Something that just really hit me over the past few days is the interesting ways in which we honor people. It’s been on my mind a bit due to the passing of Leonard Nimoy.  He was an amazing man in so many ways including being Spock, being a great director, a talented photographer, a genuinely kind and good human being, and so much more.  He was far from perfect, he struggled with his notoriety at times, he pushed the envelope with his photography and got himself in hot water with the Jewish community, etc, etc, etc.

So with his passing it’s time to infotainment his obituary and do all the retrospectives and what have you. It’s Nimoy time in all the good, bad and indifferent ways we’ll be doing that.  What’s interesting to me is to see the two different ways that people are choosing to do that. On the one hand there are things such as Canadians Spocking the $5 or the Star Trek online game designers setting up a permanent memorial that anyone and everyone in game can visit.  Artists are making amazing art to commemorate him, media is talking about his life in great detail, everything he’s ever done video wise is hitting YouTube, etc.  It’s all about him and our thankfulness for who he was and what he added to this world.  Then there’s the other hand which is everyone saying how much he meant to them, how they met him, found out about him, saw him for the first time, have all these things going on in their lives because of him and etc.

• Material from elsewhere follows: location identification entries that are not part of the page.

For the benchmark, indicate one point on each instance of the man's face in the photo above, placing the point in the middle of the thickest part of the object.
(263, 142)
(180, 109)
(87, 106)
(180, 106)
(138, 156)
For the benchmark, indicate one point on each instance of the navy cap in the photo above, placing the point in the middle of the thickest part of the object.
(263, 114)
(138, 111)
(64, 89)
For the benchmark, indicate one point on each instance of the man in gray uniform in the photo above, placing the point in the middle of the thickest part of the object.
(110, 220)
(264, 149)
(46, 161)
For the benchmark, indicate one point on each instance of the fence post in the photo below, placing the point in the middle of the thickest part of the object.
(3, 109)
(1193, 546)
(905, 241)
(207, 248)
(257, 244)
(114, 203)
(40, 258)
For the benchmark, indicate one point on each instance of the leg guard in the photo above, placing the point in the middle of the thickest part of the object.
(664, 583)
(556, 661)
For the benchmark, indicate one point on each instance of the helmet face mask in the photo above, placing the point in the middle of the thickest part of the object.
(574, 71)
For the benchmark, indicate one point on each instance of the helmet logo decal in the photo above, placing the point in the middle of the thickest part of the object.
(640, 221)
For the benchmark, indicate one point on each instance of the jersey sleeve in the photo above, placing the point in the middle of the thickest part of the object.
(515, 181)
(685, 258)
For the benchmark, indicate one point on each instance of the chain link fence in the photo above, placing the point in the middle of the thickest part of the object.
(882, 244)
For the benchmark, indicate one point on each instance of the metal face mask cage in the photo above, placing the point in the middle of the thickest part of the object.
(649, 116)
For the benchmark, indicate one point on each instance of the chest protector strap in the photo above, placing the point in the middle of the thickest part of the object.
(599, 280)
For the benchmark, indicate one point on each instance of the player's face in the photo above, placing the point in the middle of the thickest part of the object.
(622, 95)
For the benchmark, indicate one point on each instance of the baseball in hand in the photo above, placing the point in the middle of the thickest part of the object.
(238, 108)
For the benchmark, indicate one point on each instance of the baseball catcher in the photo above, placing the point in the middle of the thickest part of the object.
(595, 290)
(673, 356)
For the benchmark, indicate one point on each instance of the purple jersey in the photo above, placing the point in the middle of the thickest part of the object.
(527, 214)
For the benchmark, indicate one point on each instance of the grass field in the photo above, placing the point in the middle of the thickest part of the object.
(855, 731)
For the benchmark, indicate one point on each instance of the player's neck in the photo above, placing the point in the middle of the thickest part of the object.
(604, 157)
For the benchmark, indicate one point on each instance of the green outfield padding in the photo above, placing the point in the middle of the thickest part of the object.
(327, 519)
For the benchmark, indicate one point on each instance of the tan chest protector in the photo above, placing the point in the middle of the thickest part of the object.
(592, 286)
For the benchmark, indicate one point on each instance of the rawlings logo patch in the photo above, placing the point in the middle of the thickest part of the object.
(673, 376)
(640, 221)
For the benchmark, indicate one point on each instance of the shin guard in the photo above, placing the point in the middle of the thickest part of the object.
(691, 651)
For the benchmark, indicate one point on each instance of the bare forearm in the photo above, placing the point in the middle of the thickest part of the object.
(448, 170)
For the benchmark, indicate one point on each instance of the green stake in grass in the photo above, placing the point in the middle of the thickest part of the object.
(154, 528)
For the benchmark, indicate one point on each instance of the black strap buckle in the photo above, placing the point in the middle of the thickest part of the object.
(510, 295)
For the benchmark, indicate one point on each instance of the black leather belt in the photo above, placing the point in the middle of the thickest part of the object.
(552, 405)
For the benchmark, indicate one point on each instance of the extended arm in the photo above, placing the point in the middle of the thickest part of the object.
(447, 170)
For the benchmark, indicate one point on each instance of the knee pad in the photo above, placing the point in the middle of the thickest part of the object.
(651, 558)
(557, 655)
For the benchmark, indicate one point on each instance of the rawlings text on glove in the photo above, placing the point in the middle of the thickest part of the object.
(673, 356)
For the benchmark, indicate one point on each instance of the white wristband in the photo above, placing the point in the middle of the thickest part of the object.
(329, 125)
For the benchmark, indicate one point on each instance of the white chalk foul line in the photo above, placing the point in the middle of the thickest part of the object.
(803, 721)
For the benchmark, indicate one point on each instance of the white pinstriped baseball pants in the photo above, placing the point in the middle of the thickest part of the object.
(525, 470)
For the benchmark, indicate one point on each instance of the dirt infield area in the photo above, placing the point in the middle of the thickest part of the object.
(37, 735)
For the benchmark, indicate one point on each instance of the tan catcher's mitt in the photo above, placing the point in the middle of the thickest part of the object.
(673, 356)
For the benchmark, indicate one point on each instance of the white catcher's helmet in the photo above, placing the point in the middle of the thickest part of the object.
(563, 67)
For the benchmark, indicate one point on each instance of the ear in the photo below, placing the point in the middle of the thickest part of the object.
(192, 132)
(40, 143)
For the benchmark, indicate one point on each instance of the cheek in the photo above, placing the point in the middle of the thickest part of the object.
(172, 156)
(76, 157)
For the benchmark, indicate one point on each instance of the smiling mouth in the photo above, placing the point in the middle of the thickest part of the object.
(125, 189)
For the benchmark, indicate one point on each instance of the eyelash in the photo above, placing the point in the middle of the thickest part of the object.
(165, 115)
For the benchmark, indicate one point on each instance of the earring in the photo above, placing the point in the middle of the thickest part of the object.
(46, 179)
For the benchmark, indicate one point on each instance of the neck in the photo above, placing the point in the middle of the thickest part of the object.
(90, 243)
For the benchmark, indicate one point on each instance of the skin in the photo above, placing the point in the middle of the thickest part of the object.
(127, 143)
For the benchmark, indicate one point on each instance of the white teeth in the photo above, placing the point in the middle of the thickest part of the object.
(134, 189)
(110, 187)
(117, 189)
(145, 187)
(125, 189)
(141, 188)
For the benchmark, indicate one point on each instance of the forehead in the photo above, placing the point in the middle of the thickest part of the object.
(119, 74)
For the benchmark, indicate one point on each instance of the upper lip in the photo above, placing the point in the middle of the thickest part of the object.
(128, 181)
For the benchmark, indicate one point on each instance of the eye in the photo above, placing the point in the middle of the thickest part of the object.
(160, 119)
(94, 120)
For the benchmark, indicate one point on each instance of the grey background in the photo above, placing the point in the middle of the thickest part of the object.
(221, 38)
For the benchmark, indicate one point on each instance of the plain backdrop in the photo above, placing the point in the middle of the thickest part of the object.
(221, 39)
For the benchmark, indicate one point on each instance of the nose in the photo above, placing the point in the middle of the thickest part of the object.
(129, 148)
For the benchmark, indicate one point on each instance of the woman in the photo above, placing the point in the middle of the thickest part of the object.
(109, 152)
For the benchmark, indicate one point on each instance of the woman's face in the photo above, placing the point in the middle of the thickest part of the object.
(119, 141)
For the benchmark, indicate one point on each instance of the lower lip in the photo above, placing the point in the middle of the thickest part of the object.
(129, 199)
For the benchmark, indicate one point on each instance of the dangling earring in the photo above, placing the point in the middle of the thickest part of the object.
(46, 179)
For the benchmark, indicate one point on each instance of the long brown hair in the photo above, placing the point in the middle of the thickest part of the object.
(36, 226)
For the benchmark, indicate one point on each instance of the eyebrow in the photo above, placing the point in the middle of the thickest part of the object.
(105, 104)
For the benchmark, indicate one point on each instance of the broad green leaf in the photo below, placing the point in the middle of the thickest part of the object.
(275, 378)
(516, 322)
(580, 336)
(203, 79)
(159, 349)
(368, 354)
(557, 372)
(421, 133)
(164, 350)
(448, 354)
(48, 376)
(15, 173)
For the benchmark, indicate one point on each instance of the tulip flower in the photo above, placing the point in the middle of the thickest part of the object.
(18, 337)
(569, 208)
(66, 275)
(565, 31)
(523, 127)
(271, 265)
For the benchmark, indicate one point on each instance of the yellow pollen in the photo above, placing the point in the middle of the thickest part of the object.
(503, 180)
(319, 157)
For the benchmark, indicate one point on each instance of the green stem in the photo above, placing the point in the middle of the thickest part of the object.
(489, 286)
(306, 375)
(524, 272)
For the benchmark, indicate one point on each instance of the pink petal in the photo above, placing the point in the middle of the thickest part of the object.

Evidence that he was impactful in a positive way is great and for those who are grieving it’s great to be able to communicate that and connect, but there is a point where the stories become about the individuals telling them and not about the man at all.  The point is that we don’t just do this around famous people, we do it all the time.  Most of us have experienced this at one point or another.  A story start out sounding like it’s about honoring or recognizing someone, but turns quickly into the ongoing saga of a life that is happening to the storyteller.  As Smith would say “Me…Me…Me.” , “Me too!”  It’s something to look for both when we’re talking about something/someone or when we’re listening to someone else.  Is the story about the declared subject or is the declared subject just a means for the storyteller to talk about themselves?  Honoring someone can include how they affected us, how we are connected to them or how they inspire us, etc, but that shouldn’t be the focus of the story or it’s no longer about them, it’s about us.